So we’ve been together 10 years, married 5…
I had DC3 3 weeks ago (planned section) and DH has decided to go out on a bender tonight with all his mates at a mutual friends large garden party. I was a bit peeved about it as he spent the whole day saying he wasn’t going. Then at 7pm decided that he was .. okay, I know I’m sounding unreasonable so far but it was pretty annoying. Especially as I would have really liked to have gone too and we could have arranged childcare for a couple of hours so that we both could have gone. But this comes after he has 1) paid for a season ticket for his football team and will go to every home match 2) planned a 4 day bender with his friends over a street festival in a town about 40 mins away from us and 3) has signed himself up for a 6 day programme over the street festival held in our village.. not including all the ‘meetings’ and prep him and his friends will need to do beforehand.
I am starting to feel quite upset by all this as he told me before DC3’s arrival that he wouldn’t be going out so much… and therefore wanted to ‘make the most’ of going out with his friends, attending all the football matches, and going to every bloody festival/event in the local vicinity ..and now I just feel tricked.

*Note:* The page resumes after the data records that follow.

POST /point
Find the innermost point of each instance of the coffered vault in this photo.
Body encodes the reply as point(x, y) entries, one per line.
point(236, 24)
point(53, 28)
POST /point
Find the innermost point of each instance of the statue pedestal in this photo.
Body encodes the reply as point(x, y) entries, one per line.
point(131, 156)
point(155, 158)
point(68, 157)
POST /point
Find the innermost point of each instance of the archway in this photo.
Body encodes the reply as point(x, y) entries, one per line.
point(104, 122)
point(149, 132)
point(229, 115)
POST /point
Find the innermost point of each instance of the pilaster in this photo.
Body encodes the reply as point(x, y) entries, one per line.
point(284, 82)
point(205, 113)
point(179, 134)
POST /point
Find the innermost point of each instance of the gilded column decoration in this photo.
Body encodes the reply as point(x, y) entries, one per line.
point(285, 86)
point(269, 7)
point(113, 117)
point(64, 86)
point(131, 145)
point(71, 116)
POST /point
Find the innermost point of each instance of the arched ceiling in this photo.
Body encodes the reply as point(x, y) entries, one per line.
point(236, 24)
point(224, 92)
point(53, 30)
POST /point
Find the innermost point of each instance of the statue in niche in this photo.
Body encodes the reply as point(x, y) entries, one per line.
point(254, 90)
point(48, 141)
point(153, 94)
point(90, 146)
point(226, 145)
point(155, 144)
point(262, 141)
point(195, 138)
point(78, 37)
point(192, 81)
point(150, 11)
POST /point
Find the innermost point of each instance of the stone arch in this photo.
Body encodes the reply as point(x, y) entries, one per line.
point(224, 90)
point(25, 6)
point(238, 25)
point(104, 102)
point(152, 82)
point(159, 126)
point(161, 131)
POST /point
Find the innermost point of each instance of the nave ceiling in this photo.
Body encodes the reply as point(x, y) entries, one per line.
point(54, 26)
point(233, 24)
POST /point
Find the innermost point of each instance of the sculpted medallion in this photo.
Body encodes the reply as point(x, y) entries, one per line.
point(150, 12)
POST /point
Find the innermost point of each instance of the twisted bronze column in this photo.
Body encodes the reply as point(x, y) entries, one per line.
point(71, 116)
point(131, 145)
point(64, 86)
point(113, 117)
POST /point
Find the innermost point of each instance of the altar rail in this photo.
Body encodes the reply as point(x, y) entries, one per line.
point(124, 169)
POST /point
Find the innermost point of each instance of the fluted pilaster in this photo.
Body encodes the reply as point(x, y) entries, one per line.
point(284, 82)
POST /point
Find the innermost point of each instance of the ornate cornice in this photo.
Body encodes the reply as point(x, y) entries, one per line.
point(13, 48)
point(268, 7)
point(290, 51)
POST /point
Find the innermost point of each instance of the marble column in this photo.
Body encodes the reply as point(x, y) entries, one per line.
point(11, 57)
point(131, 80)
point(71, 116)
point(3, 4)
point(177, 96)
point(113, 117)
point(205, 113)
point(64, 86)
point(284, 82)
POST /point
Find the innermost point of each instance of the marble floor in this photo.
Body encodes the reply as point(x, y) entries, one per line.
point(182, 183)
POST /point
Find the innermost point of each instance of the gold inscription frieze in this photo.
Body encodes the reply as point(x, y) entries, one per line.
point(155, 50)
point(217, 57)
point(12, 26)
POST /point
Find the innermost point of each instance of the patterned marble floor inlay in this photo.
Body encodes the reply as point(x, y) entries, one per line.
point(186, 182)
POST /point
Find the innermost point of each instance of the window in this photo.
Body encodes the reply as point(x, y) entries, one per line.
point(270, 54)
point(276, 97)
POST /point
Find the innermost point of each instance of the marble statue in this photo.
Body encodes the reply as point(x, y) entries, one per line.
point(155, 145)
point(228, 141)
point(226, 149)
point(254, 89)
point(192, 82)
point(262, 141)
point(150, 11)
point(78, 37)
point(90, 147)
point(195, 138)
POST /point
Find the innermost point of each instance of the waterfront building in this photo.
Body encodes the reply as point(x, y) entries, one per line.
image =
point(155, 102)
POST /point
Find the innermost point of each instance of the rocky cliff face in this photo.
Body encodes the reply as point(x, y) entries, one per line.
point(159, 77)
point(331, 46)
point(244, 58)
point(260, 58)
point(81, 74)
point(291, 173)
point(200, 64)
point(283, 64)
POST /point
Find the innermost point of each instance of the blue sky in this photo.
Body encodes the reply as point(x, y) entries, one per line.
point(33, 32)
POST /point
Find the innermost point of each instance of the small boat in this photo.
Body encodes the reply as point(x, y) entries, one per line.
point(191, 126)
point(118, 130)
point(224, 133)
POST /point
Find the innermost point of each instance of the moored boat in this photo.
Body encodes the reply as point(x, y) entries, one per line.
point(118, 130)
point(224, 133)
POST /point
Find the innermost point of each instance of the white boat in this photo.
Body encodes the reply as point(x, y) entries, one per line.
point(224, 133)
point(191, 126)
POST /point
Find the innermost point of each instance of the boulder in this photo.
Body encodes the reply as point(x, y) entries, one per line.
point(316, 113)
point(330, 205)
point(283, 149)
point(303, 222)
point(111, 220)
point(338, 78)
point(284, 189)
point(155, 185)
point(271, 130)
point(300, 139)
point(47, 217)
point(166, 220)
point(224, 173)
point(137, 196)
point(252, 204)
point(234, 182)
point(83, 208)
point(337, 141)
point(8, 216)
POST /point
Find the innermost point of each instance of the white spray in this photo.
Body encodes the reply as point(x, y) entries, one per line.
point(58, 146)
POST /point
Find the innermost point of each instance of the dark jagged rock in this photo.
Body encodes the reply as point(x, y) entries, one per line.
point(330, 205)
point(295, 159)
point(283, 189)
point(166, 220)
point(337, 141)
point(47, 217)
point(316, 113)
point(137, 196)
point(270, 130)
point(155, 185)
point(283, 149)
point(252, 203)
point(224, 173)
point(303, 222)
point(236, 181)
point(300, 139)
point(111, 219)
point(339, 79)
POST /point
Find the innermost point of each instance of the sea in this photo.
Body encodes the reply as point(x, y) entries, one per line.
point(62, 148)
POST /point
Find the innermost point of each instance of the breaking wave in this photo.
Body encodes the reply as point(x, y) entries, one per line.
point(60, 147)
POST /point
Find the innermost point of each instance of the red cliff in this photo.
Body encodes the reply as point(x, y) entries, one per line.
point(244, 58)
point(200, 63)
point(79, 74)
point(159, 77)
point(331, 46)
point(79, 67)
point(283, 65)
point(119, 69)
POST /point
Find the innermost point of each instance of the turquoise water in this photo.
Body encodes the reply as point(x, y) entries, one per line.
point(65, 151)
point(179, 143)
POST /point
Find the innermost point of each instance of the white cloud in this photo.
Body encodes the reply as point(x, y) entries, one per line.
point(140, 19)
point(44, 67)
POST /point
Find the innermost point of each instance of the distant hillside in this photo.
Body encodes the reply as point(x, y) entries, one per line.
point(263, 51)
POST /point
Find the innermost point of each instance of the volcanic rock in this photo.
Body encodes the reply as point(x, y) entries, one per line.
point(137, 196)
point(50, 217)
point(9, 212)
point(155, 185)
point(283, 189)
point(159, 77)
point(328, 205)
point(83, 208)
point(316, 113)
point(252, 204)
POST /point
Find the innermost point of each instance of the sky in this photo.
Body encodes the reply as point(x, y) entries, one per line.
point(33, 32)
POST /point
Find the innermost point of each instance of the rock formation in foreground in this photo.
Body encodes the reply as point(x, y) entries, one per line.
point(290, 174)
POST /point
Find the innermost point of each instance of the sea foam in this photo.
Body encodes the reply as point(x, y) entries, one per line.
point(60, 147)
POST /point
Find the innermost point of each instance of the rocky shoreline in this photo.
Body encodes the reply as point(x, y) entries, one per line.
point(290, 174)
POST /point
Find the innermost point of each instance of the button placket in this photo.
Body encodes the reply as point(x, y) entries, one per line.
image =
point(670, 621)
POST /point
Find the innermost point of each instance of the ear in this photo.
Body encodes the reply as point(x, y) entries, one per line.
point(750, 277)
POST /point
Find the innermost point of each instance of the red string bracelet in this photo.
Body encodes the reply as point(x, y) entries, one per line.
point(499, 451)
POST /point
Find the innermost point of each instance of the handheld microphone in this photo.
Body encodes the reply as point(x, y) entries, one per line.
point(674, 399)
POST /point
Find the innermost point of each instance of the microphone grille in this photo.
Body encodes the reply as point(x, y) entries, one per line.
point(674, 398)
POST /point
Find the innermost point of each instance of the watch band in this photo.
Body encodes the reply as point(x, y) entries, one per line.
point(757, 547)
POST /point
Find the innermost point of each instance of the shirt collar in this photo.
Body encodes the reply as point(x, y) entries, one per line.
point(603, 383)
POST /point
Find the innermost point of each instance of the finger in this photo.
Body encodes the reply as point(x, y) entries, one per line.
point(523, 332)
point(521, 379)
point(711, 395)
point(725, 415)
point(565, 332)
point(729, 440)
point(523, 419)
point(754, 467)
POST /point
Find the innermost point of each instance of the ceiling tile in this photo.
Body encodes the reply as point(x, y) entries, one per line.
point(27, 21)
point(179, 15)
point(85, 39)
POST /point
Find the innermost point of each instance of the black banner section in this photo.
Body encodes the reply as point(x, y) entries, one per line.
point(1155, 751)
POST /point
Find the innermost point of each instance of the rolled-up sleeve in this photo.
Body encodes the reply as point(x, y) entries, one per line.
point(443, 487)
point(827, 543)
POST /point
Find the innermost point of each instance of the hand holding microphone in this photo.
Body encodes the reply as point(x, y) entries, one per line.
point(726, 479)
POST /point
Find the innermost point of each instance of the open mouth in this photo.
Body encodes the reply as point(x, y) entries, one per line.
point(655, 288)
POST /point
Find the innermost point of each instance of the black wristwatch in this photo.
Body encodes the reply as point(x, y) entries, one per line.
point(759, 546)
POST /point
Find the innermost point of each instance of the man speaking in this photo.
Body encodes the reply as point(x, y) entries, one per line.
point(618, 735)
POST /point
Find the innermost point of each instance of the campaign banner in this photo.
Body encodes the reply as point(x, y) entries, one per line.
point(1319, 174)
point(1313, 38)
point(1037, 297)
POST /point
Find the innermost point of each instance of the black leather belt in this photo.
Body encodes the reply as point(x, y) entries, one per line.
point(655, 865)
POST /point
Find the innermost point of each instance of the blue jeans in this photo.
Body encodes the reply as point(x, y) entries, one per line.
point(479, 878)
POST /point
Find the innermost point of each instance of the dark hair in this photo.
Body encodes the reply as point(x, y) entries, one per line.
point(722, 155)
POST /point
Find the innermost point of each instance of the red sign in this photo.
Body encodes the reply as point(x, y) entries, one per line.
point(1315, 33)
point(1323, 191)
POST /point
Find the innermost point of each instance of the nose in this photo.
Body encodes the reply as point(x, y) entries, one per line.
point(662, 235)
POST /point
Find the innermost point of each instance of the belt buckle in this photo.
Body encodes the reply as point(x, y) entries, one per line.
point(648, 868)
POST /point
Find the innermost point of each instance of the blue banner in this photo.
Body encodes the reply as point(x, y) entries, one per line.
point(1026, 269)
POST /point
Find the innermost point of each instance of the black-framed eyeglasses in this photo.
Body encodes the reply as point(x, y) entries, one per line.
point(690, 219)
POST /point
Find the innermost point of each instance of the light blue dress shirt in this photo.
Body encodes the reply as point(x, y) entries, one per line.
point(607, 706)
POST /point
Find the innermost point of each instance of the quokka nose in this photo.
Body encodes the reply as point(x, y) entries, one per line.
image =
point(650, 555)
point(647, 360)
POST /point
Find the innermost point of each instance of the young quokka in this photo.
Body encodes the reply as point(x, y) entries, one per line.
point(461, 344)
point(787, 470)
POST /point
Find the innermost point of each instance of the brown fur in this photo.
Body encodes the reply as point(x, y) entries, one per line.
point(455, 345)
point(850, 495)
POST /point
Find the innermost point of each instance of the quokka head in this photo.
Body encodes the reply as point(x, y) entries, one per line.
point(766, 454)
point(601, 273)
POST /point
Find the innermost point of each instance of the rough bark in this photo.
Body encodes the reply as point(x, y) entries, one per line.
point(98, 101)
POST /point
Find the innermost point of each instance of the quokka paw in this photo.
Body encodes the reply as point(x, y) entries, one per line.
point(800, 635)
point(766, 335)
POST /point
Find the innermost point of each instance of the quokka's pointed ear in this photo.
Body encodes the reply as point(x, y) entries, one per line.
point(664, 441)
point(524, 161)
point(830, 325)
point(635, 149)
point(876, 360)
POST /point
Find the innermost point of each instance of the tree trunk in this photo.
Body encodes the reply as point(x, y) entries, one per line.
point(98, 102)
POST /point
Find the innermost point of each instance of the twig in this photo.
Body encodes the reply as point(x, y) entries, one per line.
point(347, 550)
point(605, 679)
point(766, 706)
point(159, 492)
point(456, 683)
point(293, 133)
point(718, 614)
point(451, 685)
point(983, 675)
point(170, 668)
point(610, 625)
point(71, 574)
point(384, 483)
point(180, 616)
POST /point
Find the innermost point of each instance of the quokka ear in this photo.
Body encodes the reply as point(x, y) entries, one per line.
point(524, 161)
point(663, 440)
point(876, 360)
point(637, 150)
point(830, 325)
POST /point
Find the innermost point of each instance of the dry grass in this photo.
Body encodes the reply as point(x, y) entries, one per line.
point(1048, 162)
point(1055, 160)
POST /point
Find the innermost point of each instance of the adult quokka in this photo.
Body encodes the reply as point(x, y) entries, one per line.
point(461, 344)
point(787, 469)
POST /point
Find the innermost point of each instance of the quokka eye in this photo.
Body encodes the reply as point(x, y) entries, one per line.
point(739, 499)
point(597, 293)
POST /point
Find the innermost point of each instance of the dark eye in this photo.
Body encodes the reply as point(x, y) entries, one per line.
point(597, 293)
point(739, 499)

i guess I’m just wallowing and feeling sorry for myself. I moved abroad (his home town/ country) after we got married and had DC1 and gave up my well paid career, house, family, friends, hobbies etc.. but I really have tried to regain my life, applied for jobs, got my horse moved over here (which was a godsend) but sadly had to PTS last September, I’ve made new friends not related to him, started my own baby group etc and just really tried to intergrate myself but he makes it hard for me, complains about having to look after the kids and just generally makes things difficult at times.
He is a lovely guy, the kids love him, he does quite a lot for them and round the house and did support me through extreme HG in the last pregnancy (although wasn’t always that understanding) so he’s not all bad.
I guess I would just like it if he maybe invited me out for once, he never asks me to join when mutual friends are having parties, doesn’t ever arrange childcare with his parents so we can go out together (not even for a meal!!) even though I’ve mentioned it often enough and I just feel quite sad really. My mum also died 2017 and I tend to find this PP phase quite hard, just wish she was here so I could at least vent to her. But I guess mumsnet it is…
so TLDR… AIBU to wish he didn’t go out so much/ at least invited me along too sometimes?